6.10. Visualization

This section covers some tools to visualize your data and model.

6.10.1. Graphviz: Create a Flowchart to Capture Your Ideas in Python

A flowchart is helpful for summarizing and visualizing your workflow. This also helps your team understand your workflow. Wouldn’t it be nice if you could create a flowchart using Python?
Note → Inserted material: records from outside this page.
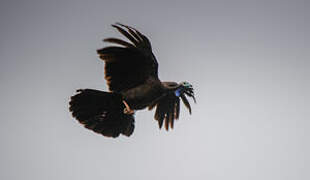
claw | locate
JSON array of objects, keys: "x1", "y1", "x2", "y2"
[{"x1": 122, "y1": 100, "x2": 134, "y2": 115}]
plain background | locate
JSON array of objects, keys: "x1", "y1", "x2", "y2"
[{"x1": 1, "y1": 0, "x2": 309, "y2": 179}]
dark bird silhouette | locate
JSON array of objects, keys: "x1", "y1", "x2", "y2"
[{"x1": 69, "y1": 23, "x2": 195, "y2": 138}]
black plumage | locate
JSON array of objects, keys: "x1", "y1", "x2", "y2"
[{"x1": 69, "y1": 23, "x2": 195, "y2": 138}]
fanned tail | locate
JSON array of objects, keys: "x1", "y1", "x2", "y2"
[{"x1": 69, "y1": 89, "x2": 134, "y2": 138}]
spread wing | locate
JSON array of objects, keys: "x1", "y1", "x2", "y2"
[
  {"x1": 97, "y1": 23, "x2": 159, "y2": 92},
  {"x1": 148, "y1": 90, "x2": 193, "y2": 131},
  {"x1": 149, "y1": 93, "x2": 180, "y2": 130}
]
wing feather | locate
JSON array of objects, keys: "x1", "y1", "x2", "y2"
[
  {"x1": 116, "y1": 23, "x2": 151, "y2": 49},
  {"x1": 151, "y1": 93, "x2": 180, "y2": 130},
  {"x1": 111, "y1": 24, "x2": 139, "y2": 46},
  {"x1": 168, "y1": 103, "x2": 174, "y2": 129},
  {"x1": 149, "y1": 89, "x2": 194, "y2": 130},
  {"x1": 164, "y1": 113, "x2": 169, "y2": 131},
  {"x1": 181, "y1": 94, "x2": 192, "y2": 114},
  {"x1": 155, "y1": 102, "x2": 165, "y2": 128},
  {"x1": 116, "y1": 23, "x2": 143, "y2": 43},
  {"x1": 103, "y1": 38, "x2": 135, "y2": 48},
  {"x1": 175, "y1": 98, "x2": 180, "y2": 120},
  {"x1": 97, "y1": 23, "x2": 158, "y2": 92}
]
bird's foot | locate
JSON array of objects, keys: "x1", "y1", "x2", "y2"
[{"x1": 122, "y1": 100, "x2": 135, "y2": 115}]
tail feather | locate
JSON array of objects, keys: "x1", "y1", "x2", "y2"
[{"x1": 69, "y1": 89, "x2": 134, "y2": 138}]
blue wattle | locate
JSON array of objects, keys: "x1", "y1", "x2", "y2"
[{"x1": 175, "y1": 88, "x2": 182, "y2": 97}]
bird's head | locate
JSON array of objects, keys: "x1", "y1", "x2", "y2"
[
  {"x1": 181, "y1": 81, "x2": 193, "y2": 89},
  {"x1": 175, "y1": 81, "x2": 196, "y2": 103}
]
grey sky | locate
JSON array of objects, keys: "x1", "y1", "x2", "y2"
[{"x1": 0, "y1": 0, "x2": 309, "y2": 180}]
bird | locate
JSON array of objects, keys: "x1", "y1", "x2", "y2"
[{"x1": 69, "y1": 23, "x2": 195, "y2": 138}]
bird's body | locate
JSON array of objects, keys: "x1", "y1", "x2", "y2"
[
  {"x1": 121, "y1": 77, "x2": 164, "y2": 110},
  {"x1": 69, "y1": 23, "x2": 195, "y2": 138}
]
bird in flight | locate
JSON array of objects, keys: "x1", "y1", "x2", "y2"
[{"x1": 69, "y1": 23, "x2": 195, "y2": 138}]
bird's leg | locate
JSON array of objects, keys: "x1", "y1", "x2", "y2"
[{"x1": 122, "y1": 100, "x2": 134, "y2": 115}]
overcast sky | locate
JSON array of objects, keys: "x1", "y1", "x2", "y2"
[{"x1": 0, "y1": 0, "x2": 309, "y2": 180}]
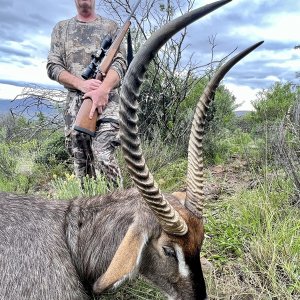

Graphviz makes it easy to create a flowchart like below.

!pip install graphviz
from graphviz import Graph 

# Instantiate a new Graph object
dot = Graph('Data Science Process', format='png')

# Add nodes
dot.node('A', 'Get Data')
dot.node('B', 'Clean, Prepare, & Manipulate Data')
dot.node('C', 'Train Model')
dot.node('D', 'Test Data')
dot.node('E', 'Improve')

# Connect these nodes
dot.edges(['AB', 'BC', 'CD', 'DE'])

# Save chart
dot.render('data_science_flowchart', view=True)
'data_science_flowchart.png'
dot 
../_images/visualization_6_0.svg

Link to graphviz

6.10.2. folium: Create an Interactive Map in Python

!pip install folium

If you want to create a map provided the location in a few lines of code, try folium. Folium is a Python library that allows you to create an interactive map.

import folium
m = folium.Map(location=[45.5236, -122.6750])

tooltip = 'Click me!'
folium.Marker([45.3288, -121.6625], popup='<i>Mt. Hood Meadows</i>',
              tooltip=tooltip).add_to(m)
m 
Make this Notebook Trusted to load map: File -> Trust Notebook

View the document of folium here.

I used this library to view the locations of the owners of top machine learning repositories. Pretty cool to see their locations through an interactive map.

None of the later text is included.